Em Portugal sucederam-se – sem a devida autorização de Kangamba e seus cangaceiros – vigílias e manifestações de apoio aos activistas detidos, invocando sempre a situação de Luaty Beirão, inclusive com protestos junto à embaixada de Angola em Lisboa, que não se situa no Bairro da Jamaica, apelando à libertação dos 15 elementos.
O também, na altura, secretário do comité provincial de Luanda do MPLA para a Área Periférica e Rural, cargo de relevância nacional e internacional, acusou Portugal de continuar a ingerir-se nos assuntos angolanos.
“As pessoas são as mesmas, tirando duas figurinhas bonitinhas que estão a aparecer aí no Bloco de Esquerda. Mas as pessoas que foram contra Angola são as mesmas [agora]. Eles acham que Angola até hoje é escravo, que nós somos escravos de Portugal (…) não podemos ser ouvidos e que Portugal é que manda, que Portugal é que diz e que Portugal é que faz. Os portugueses têm que saber que Angola é um Estado soberano”, apontou Kangamba em declarações à Lusa.
“As estruturas da Justiça [angolana] funcionam. Deixem que a Justiça faça o seu julgamento e o resto vamos ver. O que não se admite é o que os portugueses estão a fazer. Estão a acudir a um que tem a mesma cor e os outros que têm cor de carvão ninguém está-lhes a acudir. Isso é feio e é uma coisa que aqui em Angola já não se vive”, disse ainda o general sobrinho do “querido líder”.
Kangamba referia-se em concreto aos apelos à libertação de Luaty Beirão, luso-angolano, que devido ao estado de saúde fora transferido há duas semanas para uma clínica privada, sob detenção.
“Vocês estão a falar do Luaty Beirão, mas estão a esquecer-se que Angola também tem muita gente presa, pessoas com nome. Até generais que estão acusados em crimes, à espera que a Justiça decida e ninguém sai para se manifestar”, criticou.
Reafirmando que o tempo é para “deixar a Justiça trabalhar”, o dirigente do MPLA apelou a Portugal para “acompanhar os angolanos como irmãos”, ao mesmo tempo que rejeita as acusações de ingerência política neste processo.
“Isto não tem nada a ver com o Presidente da República, não tem nada a ver com nenhum partido. Isso tem a ver com a Justiça. A justiça é autónoma”, atirou, garantindo que em Angola “há democracia e liberdade”.

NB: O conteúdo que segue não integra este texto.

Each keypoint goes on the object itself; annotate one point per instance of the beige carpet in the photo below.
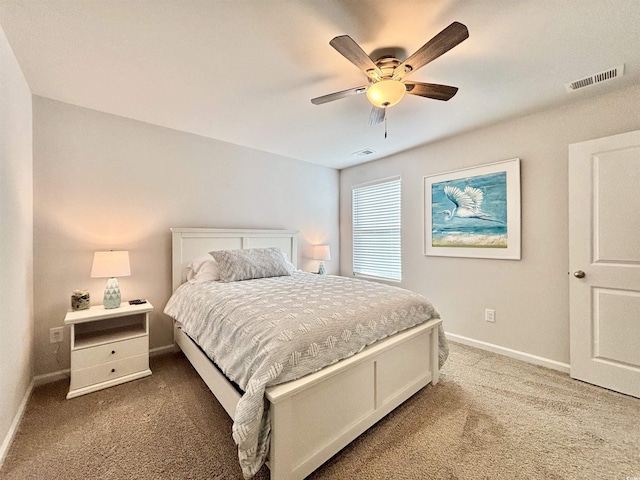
(491, 417)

“Todos aqueles que estão falar em Portugal têm uma faca no coração, que eu e outras pessoas é que ficamos com as coisas dos pais desses senhores [com a independência de Angola]. É claro que fomos nós”, rematou.
E com o aparente mudar da maré, Bento Kangamba passou o testemunho a David Mendes que, em Dezembro, disse “Estou farto dos portugueses em Angola”.